Con l'impugnativa in questione, la ricorrente sosteneva tra l'altro l'illegittimità delle conclusioni cui sarebbe pervenuto il ministero "poiché non sarebbero stati accertati con riferimento al Cbd (cannabidiolo) i concreti pericoli di induzione di dipendenza fisica o psichica, né la presupposta natura di sostanza psicotropa".

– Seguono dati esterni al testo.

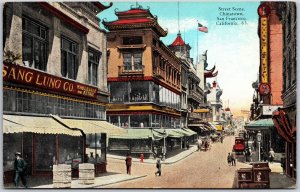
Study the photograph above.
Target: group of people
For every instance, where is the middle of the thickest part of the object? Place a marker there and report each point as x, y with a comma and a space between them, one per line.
231, 159
128, 162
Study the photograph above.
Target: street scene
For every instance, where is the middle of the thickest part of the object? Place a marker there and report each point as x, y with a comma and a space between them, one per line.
149, 95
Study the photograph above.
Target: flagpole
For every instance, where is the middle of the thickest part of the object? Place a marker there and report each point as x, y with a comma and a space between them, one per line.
197, 44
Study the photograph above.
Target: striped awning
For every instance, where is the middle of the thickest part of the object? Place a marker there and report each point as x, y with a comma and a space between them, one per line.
91, 126
35, 124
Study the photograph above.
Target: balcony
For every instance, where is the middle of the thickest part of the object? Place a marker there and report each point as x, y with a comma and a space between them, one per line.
159, 73
131, 70
195, 96
194, 116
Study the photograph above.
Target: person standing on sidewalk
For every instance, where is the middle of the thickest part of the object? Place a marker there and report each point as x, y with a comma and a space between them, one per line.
229, 159
128, 161
271, 155
158, 166
20, 170
233, 157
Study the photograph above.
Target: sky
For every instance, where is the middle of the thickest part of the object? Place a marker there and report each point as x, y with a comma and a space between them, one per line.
234, 49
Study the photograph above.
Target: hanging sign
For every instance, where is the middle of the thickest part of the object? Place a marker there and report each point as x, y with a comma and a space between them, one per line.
263, 11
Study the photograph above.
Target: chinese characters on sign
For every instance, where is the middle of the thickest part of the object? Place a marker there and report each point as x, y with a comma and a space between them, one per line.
24, 75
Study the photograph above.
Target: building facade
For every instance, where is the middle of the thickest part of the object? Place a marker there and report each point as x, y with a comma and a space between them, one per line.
285, 117
54, 79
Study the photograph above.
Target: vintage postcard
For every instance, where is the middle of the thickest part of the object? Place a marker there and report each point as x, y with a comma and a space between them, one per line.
149, 95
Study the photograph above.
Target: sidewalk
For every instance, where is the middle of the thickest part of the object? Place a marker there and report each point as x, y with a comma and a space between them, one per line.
168, 160
109, 177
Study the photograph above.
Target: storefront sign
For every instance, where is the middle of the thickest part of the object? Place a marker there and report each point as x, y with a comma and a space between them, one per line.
269, 109
24, 75
263, 12
264, 89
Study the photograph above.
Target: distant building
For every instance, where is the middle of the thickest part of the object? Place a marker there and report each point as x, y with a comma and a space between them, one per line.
285, 117
144, 78
54, 79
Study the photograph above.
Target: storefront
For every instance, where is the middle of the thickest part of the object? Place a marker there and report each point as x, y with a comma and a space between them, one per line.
286, 127
42, 141
269, 137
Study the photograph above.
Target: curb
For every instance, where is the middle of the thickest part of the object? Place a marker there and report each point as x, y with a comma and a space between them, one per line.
138, 177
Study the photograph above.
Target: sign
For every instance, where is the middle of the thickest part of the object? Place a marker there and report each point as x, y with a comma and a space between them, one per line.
264, 89
263, 11
27, 76
269, 109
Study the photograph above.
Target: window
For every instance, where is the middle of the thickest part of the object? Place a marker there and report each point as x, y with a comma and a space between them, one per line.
69, 58
34, 44
94, 57
139, 91
132, 60
133, 40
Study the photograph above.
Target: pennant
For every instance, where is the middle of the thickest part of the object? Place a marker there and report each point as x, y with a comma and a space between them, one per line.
202, 28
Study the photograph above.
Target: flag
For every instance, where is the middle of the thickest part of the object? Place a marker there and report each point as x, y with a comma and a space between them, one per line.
202, 28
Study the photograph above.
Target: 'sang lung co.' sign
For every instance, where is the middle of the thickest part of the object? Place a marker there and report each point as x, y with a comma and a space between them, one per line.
19, 74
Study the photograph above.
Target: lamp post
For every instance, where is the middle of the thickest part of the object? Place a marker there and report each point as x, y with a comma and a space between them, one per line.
164, 148
258, 138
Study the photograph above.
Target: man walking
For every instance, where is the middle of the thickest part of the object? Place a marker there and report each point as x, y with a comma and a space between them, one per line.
229, 159
128, 161
233, 157
158, 166
20, 169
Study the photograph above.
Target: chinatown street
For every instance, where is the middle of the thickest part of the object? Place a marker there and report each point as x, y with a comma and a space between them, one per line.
199, 170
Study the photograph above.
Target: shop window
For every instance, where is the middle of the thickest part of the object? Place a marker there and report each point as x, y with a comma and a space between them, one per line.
139, 121
70, 150
34, 44
94, 57
124, 121
69, 58
118, 92
11, 144
45, 152
139, 91
133, 60
132, 40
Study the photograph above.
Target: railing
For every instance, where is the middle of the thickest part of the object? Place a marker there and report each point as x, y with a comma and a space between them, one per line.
160, 73
193, 115
195, 95
131, 70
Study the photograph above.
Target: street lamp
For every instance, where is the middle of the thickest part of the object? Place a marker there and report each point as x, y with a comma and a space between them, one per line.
258, 138
164, 148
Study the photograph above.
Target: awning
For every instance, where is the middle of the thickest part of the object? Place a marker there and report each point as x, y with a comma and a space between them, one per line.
134, 134
260, 124
91, 126
34, 124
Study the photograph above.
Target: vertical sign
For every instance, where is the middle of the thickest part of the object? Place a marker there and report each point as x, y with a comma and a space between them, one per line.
263, 12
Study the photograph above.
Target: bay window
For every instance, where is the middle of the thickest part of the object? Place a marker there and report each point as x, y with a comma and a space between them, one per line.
94, 57
34, 44
69, 58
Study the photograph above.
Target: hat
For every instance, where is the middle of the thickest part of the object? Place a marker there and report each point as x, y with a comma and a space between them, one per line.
18, 154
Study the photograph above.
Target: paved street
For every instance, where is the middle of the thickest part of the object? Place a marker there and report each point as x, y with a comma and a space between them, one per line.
199, 170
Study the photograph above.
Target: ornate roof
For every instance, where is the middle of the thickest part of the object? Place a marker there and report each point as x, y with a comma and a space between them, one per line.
135, 18
178, 41
210, 73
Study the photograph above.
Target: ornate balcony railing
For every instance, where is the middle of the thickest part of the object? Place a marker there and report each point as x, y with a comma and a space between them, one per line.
131, 70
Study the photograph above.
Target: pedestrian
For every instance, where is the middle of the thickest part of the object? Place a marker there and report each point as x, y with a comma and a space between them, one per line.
229, 159
233, 157
128, 161
199, 146
91, 158
271, 155
20, 170
283, 162
142, 158
158, 166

Il Tar, premettendo la tesi che "la cannabis nella sua interezza rimane all'interno delle sostanze stupefacenti la cui pericolosità è in sé, essendo ammessa la coltivazione solo ai fini delimitati dal legislatore", nonché il fatto che "le considerazioni e valutazioni scientifiche poste a fondamento del provvedimento impugnato non devono esprimersi sulla natura di sostanza psicotropa o stupefacente della Cannabis, ma devono valutare esclusivamente la condizione di 'dipendenza' che può derivare dall'assunzione orale di composti a base di CBD", ha ritenuto che, avendo l'Amministrazione nell'esercizio della sua discrezionalità tecnica sulla base della letteratura scientifica valutato i rischi, "il provvedimento adottato risulta appropriato, sulla base del principio di precauzione volto a scongiurare i rischi potenziali per la sanità pubblica e per la sicurezza senza dover attendere che sia pienamente dimostrata l'esistenza di Thc in tutte le preparazioni e la conseguente effettiva situazione di dipendenza".

Con una ulteriore sentenza - ma con pressoché identiche motivazioni - il Tar ha anche respinto un ricorso proposto da Crystal Srl, società attiva nella commercializzazione di prodotti naturali, per contestare la circolare con la quale il ministero della Salute nell'agosto 2024 si è interessato dell'utilizzo del Cbd nei prodotti cosmetici. (ANSA).